S’est-il passé quelque chose qui a fait que vous ayez voulu passer de joueur à développeur de jeux ?
Comme beaucoup d’autres, je m’amusais énormément en jouant et je n’avais pas conscience que des gens travaillaient pour obtenir ce résultat.
Je vois.
Un jour, j’ai lu un entretien dans Family Computer Magazine9 entre Shigeru Miyamoto-san et le créateur de Xevious10, Masanobu Endo-san. C’est à ce moment-là que j’ai appris l’existence des concepteurs de jeux.9. Family Computer Magazine : magazine japonais consacré à la Famicom.

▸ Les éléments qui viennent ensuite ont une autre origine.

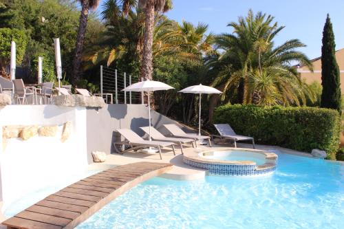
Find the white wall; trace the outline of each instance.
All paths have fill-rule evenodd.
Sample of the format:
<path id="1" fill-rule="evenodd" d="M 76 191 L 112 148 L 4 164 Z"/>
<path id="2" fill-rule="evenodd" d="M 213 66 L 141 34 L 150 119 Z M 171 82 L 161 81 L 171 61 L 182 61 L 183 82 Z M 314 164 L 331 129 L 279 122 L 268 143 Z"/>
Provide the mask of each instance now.
<path id="1" fill-rule="evenodd" d="M 69 138 L 61 142 L 63 124 L 71 121 Z M 87 166 L 86 109 L 54 105 L 12 105 L 0 109 L 0 136 L 8 125 L 58 125 L 56 137 L 0 141 L 0 201 L 3 209 L 27 193 L 54 185 Z"/>

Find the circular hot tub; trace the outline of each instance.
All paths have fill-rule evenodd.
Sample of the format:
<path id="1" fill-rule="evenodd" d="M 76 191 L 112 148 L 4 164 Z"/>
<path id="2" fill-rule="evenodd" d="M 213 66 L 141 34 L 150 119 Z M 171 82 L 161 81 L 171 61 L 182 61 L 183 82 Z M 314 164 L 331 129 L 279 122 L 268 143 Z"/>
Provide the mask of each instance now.
<path id="1" fill-rule="evenodd" d="M 210 175 L 248 176 L 272 173 L 277 158 L 273 153 L 235 149 L 184 154 L 183 160 L 191 166 L 206 169 Z"/>

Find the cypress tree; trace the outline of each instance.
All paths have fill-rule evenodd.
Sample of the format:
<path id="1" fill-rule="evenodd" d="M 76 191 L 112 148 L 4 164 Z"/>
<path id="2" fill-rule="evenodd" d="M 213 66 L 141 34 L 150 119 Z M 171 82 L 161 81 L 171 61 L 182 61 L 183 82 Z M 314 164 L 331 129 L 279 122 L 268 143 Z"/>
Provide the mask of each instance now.
<path id="1" fill-rule="evenodd" d="M 323 32 L 321 47 L 321 107 L 336 109 L 341 113 L 339 67 L 336 61 L 336 44 L 332 23 L 327 14 Z"/>

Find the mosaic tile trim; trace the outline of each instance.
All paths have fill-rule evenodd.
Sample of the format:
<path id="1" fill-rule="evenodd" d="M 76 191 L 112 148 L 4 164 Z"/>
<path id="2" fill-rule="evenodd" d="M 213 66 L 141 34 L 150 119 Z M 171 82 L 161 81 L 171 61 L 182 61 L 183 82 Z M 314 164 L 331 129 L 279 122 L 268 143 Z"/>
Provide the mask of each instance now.
<path id="1" fill-rule="evenodd" d="M 185 157 L 184 157 L 184 163 L 193 167 L 206 169 L 210 175 L 257 175 L 270 173 L 276 170 L 276 166 L 256 170 L 256 165 L 208 164 L 195 162 Z"/>

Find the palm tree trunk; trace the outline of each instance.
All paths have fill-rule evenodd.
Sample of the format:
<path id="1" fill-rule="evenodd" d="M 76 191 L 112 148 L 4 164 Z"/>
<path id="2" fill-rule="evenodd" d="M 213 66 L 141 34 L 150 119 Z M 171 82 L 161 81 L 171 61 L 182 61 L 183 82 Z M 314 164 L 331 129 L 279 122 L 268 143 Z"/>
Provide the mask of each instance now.
<path id="1" fill-rule="evenodd" d="M 87 25 L 87 17 L 89 10 L 89 1 L 81 1 L 81 14 L 80 15 L 79 28 L 76 37 L 75 54 L 73 59 L 73 75 L 72 83 L 75 85 L 78 83 L 80 76 L 81 54 L 84 46 L 85 34 Z"/>
<path id="2" fill-rule="evenodd" d="M 145 8 L 144 37 L 140 73 L 147 80 L 153 74 L 153 32 L 154 28 L 154 1 L 147 0 Z"/>

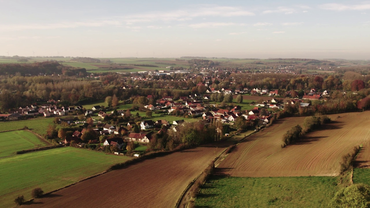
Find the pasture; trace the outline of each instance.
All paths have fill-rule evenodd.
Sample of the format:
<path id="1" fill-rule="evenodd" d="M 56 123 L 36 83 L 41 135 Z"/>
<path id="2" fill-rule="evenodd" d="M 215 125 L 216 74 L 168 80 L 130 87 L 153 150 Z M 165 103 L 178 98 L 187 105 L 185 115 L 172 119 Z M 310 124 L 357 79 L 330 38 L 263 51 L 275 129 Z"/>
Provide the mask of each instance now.
<path id="1" fill-rule="evenodd" d="M 2 158 L 0 207 L 14 206 L 13 201 L 18 195 L 30 199 L 31 191 L 35 188 L 40 187 L 45 192 L 51 191 L 102 172 L 111 164 L 130 159 L 73 147 Z"/>
<path id="2" fill-rule="evenodd" d="M 247 138 L 221 163 L 223 174 L 239 177 L 336 176 L 342 156 L 370 137 L 370 111 L 329 115 L 332 123 L 282 148 L 283 135 L 305 117 L 278 120 L 272 126 Z M 364 144 L 362 160 L 369 161 Z"/>
<path id="3" fill-rule="evenodd" d="M 46 134 L 48 125 L 54 124 L 53 123 L 54 119 L 54 118 L 42 117 L 27 120 L 0 122 L 0 132 L 18 130 L 27 126 L 32 131 L 42 135 Z"/>
<path id="4" fill-rule="evenodd" d="M 43 207 L 61 204 L 66 207 L 174 207 L 189 183 L 230 144 L 222 141 L 144 160 L 54 192 L 55 197 L 37 199 L 27 207 L 42 203 Z"/>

Il fut publié par Tokumashoten Intermedia Inc. de 1985 à 1996.10. Xevious : jeu de tir de Namco Limited (Namco Bandai Games Inc. de nos jours) disponible dans les salles d’arcade en 1983. Des versions ont ensuite été commercialisées sur consoles, dont la NES.
Ce devait être à l’époque où les concepteurs de jeu ont commencé à se professionnaliser. Dans les débuts, les jeux vidéo étaient créés par des ingénieurs. C’est donc à ce moment-là que vous êtes dit que vous voudriez créer des jeux plus tard.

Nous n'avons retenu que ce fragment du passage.